Após o ex-deputado federal Eduardo Bolsonaro (PL-SP) sugerir com exclusividade na entrevista à TMC que o Brasil poderia colocar o Pix na mesa de negociações com os Estados Unidos, as buscas no país pelo eventual substituto Zelle, sistema de transferências usado por americanos, cresceram nas redes sociais.
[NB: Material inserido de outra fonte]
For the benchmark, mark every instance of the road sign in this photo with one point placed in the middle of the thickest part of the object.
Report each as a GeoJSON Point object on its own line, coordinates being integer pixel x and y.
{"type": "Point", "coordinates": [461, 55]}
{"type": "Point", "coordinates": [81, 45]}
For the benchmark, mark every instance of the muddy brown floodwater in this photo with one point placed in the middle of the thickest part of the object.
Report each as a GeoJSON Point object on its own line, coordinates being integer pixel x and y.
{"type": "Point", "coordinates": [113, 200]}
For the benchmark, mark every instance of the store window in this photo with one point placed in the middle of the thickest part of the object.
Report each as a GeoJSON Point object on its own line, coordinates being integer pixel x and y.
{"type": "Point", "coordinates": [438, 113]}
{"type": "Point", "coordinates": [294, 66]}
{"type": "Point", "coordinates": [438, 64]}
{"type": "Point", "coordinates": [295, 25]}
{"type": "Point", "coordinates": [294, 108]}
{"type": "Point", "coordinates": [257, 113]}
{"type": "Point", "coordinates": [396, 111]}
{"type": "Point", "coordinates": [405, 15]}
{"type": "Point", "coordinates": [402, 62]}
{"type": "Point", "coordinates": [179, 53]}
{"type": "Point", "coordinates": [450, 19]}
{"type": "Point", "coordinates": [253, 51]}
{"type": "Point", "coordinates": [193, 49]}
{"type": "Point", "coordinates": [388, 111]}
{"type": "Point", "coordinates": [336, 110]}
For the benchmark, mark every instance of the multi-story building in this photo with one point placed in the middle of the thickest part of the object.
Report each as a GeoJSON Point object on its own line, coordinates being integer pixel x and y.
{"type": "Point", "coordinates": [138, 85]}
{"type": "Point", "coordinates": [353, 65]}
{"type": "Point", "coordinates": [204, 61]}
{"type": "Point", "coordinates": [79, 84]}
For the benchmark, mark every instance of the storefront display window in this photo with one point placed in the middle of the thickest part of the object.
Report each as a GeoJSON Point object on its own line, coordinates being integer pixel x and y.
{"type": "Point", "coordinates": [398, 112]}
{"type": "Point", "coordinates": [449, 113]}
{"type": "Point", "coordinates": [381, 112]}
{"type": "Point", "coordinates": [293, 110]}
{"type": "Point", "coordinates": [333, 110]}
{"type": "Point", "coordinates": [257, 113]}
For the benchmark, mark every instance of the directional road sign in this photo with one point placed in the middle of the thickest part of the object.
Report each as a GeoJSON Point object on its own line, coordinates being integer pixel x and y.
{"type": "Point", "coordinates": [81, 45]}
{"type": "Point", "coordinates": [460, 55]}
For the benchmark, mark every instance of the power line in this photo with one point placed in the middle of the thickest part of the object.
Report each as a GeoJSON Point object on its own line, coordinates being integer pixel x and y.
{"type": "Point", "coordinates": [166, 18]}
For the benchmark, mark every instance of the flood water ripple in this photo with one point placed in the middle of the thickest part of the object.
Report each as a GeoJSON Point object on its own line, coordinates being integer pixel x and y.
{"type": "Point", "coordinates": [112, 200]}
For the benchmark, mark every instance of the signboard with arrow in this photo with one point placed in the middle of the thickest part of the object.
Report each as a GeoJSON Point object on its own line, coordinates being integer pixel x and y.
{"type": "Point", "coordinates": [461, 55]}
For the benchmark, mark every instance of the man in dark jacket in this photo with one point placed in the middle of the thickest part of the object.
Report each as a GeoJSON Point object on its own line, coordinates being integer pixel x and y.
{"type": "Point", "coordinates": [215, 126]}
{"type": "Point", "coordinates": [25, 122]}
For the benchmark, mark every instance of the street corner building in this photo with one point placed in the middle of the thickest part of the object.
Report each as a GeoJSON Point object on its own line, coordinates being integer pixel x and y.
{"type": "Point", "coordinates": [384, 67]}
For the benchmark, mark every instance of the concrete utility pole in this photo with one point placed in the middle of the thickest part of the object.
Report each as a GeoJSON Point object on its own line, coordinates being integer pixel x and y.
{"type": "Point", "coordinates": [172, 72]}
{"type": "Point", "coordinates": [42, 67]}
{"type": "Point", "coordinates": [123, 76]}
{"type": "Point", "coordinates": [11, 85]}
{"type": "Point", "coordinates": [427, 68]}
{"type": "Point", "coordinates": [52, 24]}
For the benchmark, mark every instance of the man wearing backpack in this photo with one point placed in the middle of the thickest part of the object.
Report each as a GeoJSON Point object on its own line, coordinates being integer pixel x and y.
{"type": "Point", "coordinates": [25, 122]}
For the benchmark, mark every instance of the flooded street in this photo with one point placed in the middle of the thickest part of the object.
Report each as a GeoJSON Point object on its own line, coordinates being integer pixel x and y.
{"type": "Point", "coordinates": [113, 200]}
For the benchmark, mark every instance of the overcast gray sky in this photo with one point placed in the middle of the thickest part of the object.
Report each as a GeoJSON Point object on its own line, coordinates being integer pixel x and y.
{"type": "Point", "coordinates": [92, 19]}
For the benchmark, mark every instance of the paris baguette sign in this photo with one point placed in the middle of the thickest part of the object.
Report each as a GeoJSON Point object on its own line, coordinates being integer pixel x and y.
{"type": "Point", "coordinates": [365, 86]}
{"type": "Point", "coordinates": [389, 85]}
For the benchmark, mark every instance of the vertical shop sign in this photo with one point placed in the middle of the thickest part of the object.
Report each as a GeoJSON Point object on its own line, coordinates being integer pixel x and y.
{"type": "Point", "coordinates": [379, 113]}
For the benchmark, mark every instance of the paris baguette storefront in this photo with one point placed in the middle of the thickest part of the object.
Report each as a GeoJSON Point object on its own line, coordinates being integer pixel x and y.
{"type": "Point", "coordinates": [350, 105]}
A declaração do político foi dada em meio à pressão de Washington sobre o sistema de pagamentos brasileiro. Os EUA indicaram uma possível taxação de 25% ao Brasil, com base em investigação que aponta o Pix como concorrência desleal ao mercado financeiro norte-americano.
O que é o Zelle?
Criado em 2016, o Zelle é um serviço de transferências digitais voltado ao público dos EUA. Diferente do Pix, ele não é uma infraestrutura pública: funciona dentro dos aplicativos de bancos privados, como Bank of America, JPMorgan Chase e Wells Fargo.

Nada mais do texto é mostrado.